Posté dans : Feuilleton 3
Bienvenue dans ce petit coin de Toile. Mon nom est Page. Parce que parfois vous écrivez sur la page et, aujourd'hui, la Page écrit sur vous. Ceci est son domaine.

Cette semaine, nos sérendipités seront printanières et amoureuses, toutes de creux secrets et d’endroits sensuels, à la découverte d’une insolite et tendre partenaire de jeu. Alors, asseyez-vous confortablement, au soleil si vous le pouvez, respirez profondément, et laissez la Page vous emmener dans ses petits coins.

Lausanne.

Alors que les beaux jours reviennent, alors que sortent les jeunes gens en fleur, dans leurs habits les plus légers, révélant à l’observateur attentif un mollet musculeux, une cuisse fraîche, le haut d’un buste sculptural ou statuesque, des tons allant de cuisse de nymphe à ébène profond, d’ocre à cuivre, l’envie nous prend les baskets de sortir baguenauder dans Lausanne. Page aime bien sa petite ville. Il s’en dégage, lorsque l’on prend le temps de la regarder dans les yeux, une impression à la fois sérieuse et terriblement familière.

Lorsque Page fut poussé.e par le vent, il y a de cela bien des années, au sein de notre chère capitale, ille mit un certain temps à la connaître suffisamment pour pouvoir s’y retrouver. Page adore se perdre, alors ce n’était pas grave, et Lausanne se prête volontiers à l’exercice, tant ses pièges sont nombreux. Prenons par exemple la simple tâche de se rendre, depuis la place Chauderon, au parc de Valency. Lausannoise, Lausannois, tu le sais : “C’est simple, c’est tout droit.” Oui, effectivement. Mais il y a un piège. Au moment crucial, alors que l’on s’engage doucement vers l’ouest deux choix s’offrent à nous, une bifurcation en Y qui semble sans importance, tant l’avenue d’Echallens et l’avenue de Morges semblent ne s’écarter que peu l’une de l’autre. “Oh, ce n’est pas grave, pense l’imprudent.e badaud.e, en choisissant l’avenue de Morges, au pire je prendrai une rue transversale qui me ramènera sur le bon chemin”. Las ! A partir d’une certaine distance, point de rue transversale, le dénivelé étant suffisamment important pour que ladite se voie forcée de se changer en mur d’escalade ou de se garnir d’un funiculaire pour avoir l’espoir de nous rapprocher de notre destination.

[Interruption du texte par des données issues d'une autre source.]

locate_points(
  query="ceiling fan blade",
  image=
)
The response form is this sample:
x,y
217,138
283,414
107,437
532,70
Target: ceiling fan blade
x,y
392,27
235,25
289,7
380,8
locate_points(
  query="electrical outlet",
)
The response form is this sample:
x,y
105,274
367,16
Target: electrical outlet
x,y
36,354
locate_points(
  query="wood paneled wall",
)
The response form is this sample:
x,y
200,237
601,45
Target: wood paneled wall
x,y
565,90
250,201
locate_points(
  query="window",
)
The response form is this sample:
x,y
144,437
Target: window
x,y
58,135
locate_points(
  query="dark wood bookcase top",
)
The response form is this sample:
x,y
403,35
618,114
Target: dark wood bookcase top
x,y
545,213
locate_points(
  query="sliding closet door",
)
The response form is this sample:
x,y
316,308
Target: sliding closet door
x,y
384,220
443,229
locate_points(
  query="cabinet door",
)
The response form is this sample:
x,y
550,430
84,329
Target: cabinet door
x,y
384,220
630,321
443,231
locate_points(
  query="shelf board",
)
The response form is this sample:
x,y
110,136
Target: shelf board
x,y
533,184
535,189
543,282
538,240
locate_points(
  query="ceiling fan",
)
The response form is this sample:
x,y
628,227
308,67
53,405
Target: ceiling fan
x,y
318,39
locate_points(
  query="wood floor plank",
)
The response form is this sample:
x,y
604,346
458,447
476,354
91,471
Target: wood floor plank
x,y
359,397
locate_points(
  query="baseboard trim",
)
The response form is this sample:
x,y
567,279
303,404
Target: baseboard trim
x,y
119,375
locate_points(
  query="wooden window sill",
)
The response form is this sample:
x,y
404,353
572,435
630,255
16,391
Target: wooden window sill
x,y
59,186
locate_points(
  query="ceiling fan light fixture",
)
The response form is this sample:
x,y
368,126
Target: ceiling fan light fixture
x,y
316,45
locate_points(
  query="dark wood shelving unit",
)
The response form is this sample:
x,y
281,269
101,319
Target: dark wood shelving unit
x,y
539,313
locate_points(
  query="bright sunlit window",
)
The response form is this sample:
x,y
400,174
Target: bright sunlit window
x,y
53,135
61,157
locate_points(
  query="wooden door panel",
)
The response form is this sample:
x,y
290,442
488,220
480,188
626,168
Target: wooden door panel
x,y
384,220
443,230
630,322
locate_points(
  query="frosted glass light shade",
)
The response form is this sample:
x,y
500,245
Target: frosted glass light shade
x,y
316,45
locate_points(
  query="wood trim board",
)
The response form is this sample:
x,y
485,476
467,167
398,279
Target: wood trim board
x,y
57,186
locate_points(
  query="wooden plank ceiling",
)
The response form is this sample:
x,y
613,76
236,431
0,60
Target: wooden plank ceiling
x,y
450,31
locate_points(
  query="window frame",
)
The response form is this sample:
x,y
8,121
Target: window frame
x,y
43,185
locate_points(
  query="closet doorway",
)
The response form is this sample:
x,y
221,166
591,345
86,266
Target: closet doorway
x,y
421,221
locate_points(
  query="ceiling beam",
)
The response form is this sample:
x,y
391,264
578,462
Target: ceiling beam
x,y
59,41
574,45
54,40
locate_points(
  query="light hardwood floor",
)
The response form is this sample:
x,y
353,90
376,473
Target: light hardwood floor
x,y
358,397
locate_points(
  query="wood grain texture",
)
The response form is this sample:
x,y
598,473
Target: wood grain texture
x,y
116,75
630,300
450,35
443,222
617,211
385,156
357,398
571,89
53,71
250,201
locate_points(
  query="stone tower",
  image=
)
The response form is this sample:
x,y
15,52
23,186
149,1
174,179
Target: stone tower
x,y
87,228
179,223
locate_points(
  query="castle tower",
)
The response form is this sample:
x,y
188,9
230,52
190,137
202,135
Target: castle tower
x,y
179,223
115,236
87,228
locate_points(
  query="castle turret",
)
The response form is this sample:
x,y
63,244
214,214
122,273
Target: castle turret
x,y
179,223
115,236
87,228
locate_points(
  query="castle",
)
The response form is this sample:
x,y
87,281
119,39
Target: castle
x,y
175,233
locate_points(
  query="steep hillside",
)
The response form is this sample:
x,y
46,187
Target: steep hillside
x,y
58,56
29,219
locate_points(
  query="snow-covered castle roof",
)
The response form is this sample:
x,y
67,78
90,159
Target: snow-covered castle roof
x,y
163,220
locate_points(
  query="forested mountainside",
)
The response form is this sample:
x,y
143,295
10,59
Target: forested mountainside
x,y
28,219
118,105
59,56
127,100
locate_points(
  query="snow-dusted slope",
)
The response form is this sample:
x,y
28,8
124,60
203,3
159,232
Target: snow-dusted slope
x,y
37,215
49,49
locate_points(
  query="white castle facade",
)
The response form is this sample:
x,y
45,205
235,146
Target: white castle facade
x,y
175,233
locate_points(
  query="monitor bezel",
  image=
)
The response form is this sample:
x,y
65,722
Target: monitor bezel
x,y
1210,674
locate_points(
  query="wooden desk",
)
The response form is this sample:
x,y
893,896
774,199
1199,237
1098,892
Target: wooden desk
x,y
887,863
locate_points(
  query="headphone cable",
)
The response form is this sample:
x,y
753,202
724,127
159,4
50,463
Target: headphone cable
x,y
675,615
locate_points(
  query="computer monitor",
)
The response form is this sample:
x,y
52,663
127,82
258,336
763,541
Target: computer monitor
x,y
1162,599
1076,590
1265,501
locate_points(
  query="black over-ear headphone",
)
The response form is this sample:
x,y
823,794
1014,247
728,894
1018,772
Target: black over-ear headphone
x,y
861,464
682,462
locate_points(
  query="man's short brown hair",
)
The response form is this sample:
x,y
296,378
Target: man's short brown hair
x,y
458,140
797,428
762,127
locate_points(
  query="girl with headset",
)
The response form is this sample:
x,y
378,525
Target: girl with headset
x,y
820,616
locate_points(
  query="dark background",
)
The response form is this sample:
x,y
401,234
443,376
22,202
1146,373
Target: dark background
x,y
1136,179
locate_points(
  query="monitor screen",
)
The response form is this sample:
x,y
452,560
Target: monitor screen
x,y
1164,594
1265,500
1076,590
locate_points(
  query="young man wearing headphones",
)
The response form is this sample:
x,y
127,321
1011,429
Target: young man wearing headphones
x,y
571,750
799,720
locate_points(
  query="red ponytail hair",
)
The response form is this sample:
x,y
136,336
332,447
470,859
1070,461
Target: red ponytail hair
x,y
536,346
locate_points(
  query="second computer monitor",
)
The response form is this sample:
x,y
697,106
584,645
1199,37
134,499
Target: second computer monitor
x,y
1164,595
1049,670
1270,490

Autre exemple : entre deux points, à l’intérieur de Lausanne, il y aura TOUJOURS une ou plusieurs montées, dans un sens comme dans l’autre, et toutes les places se ressemblent plus ou moins. Les boutiquiers du coin ajoutent aussi à la confusion en place, les sadiques : Il y avait, à une époque, une manière infaillible au passant, à la passante perdu.e de distinguer la place Centrale et la place Pépinet, deux places vaguement triangulaires séparées par un simple bâtiment ; il suffisait de repérer l’entrée de la librairie Payot, place Pépinet. Et que croyez-vous qu’il arriva, depuis ? Payot s’agrandit, et une nouvelle entrée s’ouvrit sur la place Centrale. Vigilance constante, oubli forcé des nombreux repères – forcément mouvants ! – mémorisés quelques semaines auparavant, abandon de la logique géométrique la plus élémentaire, pensée en plus de trois dimensions (en matière de mondes imaginaires, Monsieur Cameron, toute votre technique n’est que peinture rupestre face à l’architecture biscornue et tarabiscotée de Lausanne), sont les nécessaires ingrédients pour ne pas disparaître dans un monde hors-la-carte et hors-le-temps, éclairé d’un soleil noirâtre et décadent, et peuplé d’une foule nauséabonde de presque-sans-vie à l’oeil vide et aux joues creuses des non-morts, rendant hommage à leur Dieu Fou dans de lancinantes et caverneuses litanies (la deuxième partie de cette phrase a gentiment été léguée à Page par HP Lovecraft). Enfin pour tout dire, Lausanne est légèrement compliquée lorsque l’on sort de sa campagne, et ne pardonne guère les écarts les plus mineurs.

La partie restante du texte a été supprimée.